Police Can Copy Your Cell Phone’s Contents In Under Two Minutes:
It has emerged that Michigan State Police have been using a high-tech mobile forensics device that can extract information from over 3,000 models of mobile phone, potentially grabbing all media content from your iPhone in under two minutes. The CelleBrite UFED is a handheld device that Michigan officers have been using since August 2008 to copy information from mobile phones belonging to motorists stopped for minor traffic violations. The device can circumvent password restrictions and extract existing, hidden, and deleted phone data, including call history, text messages, contacts, images, and geotags.

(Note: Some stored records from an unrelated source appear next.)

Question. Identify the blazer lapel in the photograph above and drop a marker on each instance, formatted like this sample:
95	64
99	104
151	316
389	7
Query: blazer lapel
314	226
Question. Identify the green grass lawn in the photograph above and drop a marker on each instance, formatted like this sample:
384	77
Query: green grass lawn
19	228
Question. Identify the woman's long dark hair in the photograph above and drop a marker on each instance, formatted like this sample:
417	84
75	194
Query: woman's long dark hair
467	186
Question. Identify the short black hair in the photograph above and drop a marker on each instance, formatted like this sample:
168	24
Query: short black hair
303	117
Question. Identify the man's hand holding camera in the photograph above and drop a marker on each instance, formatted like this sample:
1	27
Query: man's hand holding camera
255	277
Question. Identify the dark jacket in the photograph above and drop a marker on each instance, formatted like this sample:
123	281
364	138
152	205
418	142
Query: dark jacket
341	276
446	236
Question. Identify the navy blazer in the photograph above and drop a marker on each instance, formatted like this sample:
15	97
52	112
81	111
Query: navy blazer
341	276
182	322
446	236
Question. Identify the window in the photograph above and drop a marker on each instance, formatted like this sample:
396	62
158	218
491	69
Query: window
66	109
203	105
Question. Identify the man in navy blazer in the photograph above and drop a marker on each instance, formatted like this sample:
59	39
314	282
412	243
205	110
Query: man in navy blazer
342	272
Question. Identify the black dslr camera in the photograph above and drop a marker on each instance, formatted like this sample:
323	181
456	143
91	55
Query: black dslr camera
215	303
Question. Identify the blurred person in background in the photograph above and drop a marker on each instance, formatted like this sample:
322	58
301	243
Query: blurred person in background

In short, it can copy everything on your smartphone in a matter of minutes. Learning that the police had been using mobile forensic devices, the American Civil Liberties Union (ACLU) has issued freedom of information requests which demand that state officials open up the data collected, to better assess if penalised motorists warrant having their data copied. Michigan State Police were more than happy to provide the information – as long as the ACLU paid $544,680. Obviously not pocket change.
“Law enforcement officers are known, on occasion, to encourage citizens to cooperate if they have nothing to hide,” ACLU staff attorney Mark P. Fancher wrote. “No less should be expected of law enforcement, and the Michigan State Police should be willing to assuage concerns that these powerful extraction devices are being used illegally by honoring our requests for cooperation and disclosure.”
Once the data is obtained, the device’s “Physical Analyzer” can map both existing and deleted locations on Google Earth, porting location data and image geotags on Google Maps. The ACLU’s main worry is that the handheld is quietly being used to bypass Fourth Amendment protections against unreasonable searches:
“With certain exceptions that do not apply here, a search cannot occur without a warrant in which a judicial officer determines that there is probable cause to believe that the search will yield evidence of criminal activity.
A device that allows immediate, surreptitious intrusion into private data creates enormous risks that troopers will ignore these requirements to the detriment of the constitutional rights of persons whose cell phones are searched.”